Saturday, September 5, 2009

Goss-Anon

I have to ask this question. I am completely vexed by how to handle gossipers. Through my work, my relationships with others, by extended family, and now by others that really have no involvement with my life or that of my immediate family's.

At work, I find it easy to handle gossip. The easiest way is to confront the person directly. The fortune I have is being their supervisor, and if they want their job, they stop immediately. Luckily my workplace has ridden itself of these types of people since I have been there.

With extended family, I seem to throw myself into the confrontation. I just think back to when I was at Thanksgiving at my aunt's house when my dad's other sisters were talking on the sly. One thing I was blessed with was an acute sense of hearing (which my co-workers often find themselves wishing they were in Milton just to have a private conversation), which of course they were ignorant to......HELLO.....I'm a music major.....Yes, I was the one at the dinner table to loudly ask why they were discussing their subject (that they didn't want everyone to know about) and throw the spotlight on them. Mind you, in my opinion, these two sisters are somewhat hardscrabble, so I wasn't surprised seeing them sit there with their pallid, shocked expressionless faces when confronted with my verbal spotlight. I got great satisfaction watching it....let me tell you, and the situation ended.

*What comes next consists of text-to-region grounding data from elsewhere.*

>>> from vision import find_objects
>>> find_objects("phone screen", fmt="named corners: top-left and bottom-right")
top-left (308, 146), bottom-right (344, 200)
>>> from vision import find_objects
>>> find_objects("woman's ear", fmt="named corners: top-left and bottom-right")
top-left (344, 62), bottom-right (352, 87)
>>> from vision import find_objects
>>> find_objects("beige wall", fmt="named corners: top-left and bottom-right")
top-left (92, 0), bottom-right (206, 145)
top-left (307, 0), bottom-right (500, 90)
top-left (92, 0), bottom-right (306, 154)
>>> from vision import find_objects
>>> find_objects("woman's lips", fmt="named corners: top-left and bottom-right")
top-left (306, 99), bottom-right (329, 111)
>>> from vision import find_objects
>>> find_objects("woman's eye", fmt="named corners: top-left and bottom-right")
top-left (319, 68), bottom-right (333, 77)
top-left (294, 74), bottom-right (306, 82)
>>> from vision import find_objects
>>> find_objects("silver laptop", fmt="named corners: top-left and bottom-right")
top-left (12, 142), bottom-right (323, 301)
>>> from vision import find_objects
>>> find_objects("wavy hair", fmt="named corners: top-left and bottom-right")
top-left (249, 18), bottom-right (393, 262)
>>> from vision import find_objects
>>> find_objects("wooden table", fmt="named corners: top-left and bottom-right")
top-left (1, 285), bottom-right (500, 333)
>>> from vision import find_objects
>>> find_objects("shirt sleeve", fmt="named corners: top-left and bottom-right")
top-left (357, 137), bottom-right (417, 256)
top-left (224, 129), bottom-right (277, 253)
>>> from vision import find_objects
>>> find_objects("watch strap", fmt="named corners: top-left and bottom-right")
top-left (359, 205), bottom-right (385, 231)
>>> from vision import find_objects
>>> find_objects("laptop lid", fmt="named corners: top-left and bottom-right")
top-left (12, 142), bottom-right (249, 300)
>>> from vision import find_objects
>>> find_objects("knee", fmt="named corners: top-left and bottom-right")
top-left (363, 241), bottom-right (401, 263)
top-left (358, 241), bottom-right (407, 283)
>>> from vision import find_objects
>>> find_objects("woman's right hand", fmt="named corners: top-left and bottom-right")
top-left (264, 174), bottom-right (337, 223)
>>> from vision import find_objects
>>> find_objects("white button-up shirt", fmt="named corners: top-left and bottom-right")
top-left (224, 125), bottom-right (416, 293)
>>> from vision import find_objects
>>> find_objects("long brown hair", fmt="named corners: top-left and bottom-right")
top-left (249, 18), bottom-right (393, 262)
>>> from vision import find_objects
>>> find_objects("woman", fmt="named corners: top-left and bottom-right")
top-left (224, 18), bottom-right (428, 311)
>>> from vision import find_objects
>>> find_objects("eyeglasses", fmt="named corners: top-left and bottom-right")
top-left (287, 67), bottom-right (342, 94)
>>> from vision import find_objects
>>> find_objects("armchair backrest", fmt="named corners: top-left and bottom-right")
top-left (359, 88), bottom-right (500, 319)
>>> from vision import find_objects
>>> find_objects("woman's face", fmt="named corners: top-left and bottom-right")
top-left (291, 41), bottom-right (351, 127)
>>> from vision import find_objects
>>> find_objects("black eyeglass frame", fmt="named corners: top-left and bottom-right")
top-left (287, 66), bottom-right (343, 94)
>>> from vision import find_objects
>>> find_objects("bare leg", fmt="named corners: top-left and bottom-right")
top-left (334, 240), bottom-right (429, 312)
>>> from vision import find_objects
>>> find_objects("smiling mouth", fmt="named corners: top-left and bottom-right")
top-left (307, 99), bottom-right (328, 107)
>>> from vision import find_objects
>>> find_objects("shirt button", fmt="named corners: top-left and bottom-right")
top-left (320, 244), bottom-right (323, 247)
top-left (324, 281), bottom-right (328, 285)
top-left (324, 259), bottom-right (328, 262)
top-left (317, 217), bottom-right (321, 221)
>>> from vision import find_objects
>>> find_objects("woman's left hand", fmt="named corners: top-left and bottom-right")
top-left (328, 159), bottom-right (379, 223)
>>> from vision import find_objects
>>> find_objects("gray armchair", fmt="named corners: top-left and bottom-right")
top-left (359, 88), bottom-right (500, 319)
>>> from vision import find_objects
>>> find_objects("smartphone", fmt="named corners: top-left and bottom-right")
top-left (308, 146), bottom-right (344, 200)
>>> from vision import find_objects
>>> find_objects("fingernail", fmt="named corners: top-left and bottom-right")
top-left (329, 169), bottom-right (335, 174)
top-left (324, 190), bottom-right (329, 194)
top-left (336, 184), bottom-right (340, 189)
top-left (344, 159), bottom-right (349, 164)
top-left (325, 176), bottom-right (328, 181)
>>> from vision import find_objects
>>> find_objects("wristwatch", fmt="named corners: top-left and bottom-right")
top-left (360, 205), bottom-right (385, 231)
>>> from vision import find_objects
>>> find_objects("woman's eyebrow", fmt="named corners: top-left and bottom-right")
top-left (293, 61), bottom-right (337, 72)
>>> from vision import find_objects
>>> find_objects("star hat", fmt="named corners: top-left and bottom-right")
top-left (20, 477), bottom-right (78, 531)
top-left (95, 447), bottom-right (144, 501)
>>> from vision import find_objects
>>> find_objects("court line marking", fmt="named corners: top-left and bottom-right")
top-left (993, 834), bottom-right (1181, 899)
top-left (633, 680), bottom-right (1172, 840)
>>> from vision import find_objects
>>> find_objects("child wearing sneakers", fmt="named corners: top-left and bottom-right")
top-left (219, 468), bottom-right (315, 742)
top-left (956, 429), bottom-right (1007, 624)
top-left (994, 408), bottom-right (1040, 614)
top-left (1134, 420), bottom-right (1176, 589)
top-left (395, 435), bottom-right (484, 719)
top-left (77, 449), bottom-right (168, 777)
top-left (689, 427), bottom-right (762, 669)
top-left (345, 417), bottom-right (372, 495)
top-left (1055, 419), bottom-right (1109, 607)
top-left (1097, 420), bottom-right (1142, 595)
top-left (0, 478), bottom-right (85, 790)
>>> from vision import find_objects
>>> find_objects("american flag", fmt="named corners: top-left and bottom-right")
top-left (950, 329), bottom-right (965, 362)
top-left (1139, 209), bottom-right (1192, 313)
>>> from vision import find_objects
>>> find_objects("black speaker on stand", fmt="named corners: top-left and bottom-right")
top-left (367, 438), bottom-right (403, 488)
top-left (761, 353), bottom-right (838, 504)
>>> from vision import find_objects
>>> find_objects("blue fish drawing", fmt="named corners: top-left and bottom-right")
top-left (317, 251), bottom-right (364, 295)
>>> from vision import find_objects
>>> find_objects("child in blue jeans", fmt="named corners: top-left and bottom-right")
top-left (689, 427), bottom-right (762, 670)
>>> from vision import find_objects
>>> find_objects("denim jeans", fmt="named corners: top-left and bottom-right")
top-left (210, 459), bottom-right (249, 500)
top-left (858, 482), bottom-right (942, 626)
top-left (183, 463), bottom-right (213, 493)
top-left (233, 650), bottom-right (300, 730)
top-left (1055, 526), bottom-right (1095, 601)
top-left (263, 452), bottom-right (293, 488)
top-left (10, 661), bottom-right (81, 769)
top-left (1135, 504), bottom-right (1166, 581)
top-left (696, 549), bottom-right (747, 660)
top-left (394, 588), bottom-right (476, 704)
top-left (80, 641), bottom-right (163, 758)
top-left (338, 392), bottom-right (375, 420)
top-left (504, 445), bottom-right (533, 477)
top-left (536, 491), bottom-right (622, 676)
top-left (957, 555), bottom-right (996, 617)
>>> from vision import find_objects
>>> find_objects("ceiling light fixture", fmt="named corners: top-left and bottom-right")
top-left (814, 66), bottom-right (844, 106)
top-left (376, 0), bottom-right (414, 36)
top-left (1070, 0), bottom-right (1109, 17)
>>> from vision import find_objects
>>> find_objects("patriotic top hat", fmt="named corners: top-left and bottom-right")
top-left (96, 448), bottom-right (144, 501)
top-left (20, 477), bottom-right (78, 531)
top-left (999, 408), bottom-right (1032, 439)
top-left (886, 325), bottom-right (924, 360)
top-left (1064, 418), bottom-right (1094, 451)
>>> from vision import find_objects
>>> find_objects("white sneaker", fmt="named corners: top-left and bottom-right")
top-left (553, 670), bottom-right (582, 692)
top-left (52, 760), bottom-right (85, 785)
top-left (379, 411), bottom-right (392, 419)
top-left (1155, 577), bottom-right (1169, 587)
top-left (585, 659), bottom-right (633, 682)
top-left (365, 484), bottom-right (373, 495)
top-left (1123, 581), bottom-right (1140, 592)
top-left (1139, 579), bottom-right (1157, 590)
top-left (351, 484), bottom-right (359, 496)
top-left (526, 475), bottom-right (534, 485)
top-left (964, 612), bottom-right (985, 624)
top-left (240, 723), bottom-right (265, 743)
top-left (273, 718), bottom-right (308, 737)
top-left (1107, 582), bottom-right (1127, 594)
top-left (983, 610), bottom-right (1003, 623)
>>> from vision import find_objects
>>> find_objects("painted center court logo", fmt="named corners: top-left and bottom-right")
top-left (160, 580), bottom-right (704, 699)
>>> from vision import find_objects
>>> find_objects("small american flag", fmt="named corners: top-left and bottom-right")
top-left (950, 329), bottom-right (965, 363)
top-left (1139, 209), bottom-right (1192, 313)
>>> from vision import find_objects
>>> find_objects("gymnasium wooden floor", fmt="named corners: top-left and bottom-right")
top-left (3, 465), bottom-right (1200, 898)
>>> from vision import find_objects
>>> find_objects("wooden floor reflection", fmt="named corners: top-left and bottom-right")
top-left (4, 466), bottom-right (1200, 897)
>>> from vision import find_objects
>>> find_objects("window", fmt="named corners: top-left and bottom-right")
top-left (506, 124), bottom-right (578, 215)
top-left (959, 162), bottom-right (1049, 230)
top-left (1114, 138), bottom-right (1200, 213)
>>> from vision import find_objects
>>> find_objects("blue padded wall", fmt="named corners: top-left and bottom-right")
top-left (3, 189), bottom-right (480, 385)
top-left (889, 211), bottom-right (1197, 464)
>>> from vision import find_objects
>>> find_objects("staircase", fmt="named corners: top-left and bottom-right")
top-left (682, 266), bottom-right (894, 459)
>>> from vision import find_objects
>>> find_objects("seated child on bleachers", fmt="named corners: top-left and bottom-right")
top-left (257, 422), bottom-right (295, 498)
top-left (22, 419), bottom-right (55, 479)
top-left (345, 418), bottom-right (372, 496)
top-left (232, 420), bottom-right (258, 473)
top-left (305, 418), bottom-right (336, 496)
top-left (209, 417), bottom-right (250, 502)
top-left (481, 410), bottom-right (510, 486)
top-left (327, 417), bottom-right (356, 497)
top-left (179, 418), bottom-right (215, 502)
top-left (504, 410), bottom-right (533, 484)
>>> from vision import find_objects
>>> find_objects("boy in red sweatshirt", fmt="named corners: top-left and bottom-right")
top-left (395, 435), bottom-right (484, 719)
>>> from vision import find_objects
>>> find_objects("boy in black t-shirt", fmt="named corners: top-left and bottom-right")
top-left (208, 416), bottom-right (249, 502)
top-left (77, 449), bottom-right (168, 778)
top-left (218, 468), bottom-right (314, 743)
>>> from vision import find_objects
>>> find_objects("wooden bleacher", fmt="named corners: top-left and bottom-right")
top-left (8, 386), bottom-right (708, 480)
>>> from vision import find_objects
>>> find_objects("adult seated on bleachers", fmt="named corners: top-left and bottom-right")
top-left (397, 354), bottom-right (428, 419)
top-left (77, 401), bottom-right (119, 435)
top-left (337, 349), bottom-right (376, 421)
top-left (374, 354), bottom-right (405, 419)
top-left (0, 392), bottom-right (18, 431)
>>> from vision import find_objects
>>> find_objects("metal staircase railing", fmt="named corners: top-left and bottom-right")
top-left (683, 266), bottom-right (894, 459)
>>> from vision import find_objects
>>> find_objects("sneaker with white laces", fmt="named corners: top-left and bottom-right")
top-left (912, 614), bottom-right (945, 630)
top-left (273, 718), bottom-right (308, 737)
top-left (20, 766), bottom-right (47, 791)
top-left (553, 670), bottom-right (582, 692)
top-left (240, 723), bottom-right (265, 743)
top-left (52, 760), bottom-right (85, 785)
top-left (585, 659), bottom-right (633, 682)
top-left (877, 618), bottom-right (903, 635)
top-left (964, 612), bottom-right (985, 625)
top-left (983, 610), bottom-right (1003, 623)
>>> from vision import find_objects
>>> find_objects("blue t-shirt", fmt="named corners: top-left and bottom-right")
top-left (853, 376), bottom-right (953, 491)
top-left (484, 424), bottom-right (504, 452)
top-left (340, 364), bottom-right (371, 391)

With close friends and immediate family, I usually don't have an issue, since I seem to just make a mindful correction to set records straight. After all, they're all very important to me.

But to others, especially people I don't really know, I have no problem relishing the sight of their extreme uncomfortableness when they have been caught in spreading rumors, innuendo, or flat out wrong information. The sight of them squirming, turning white as a ghost, nervously listening to your confrontation, and the sheer "not so fresh" feeling they get really is something I enjoy. It probably isn't very Christian of me, nor is it probably the nicest aspect of my persona. Then again, who can stand a liar. And basically, gossiping is one step before lying in my opinion. And I have no time for it, and there's nothing better than catching someone in the act, and watching them writhe their way out of it.

Recently I was made aware of someone shooting her mouth off about my family without having correct information. In this situation, the subject and content of what she was talking about was completely inappropriate and unfounded. Yet this person, a "Christian" woman in a position in her church (the largest protestant church by the fairgrounds in my hometown), felt the need to spread information to others without having any of the facts or even permission. What's even more annoying, this person isn't even involved with my family, aside from knowing who each other are. Furthermore, this person has a habit of doing this, to the annoyance of everyone.

I don't know what to do. I have some ideas, and believe me, I'm formulating words that I may say. I can assure you that if I EVER run into this person, she'll get more than an ear full. In the aftermath, she won't know whether she should scratch her watch or wind her butt.

I typically try my best to avoid people like this, but this situation has me so riled that I'm compelled to say something, and won't regret ANYTHING I say to her when the time comes.

Is it too late to bring back public shaming like the stocks?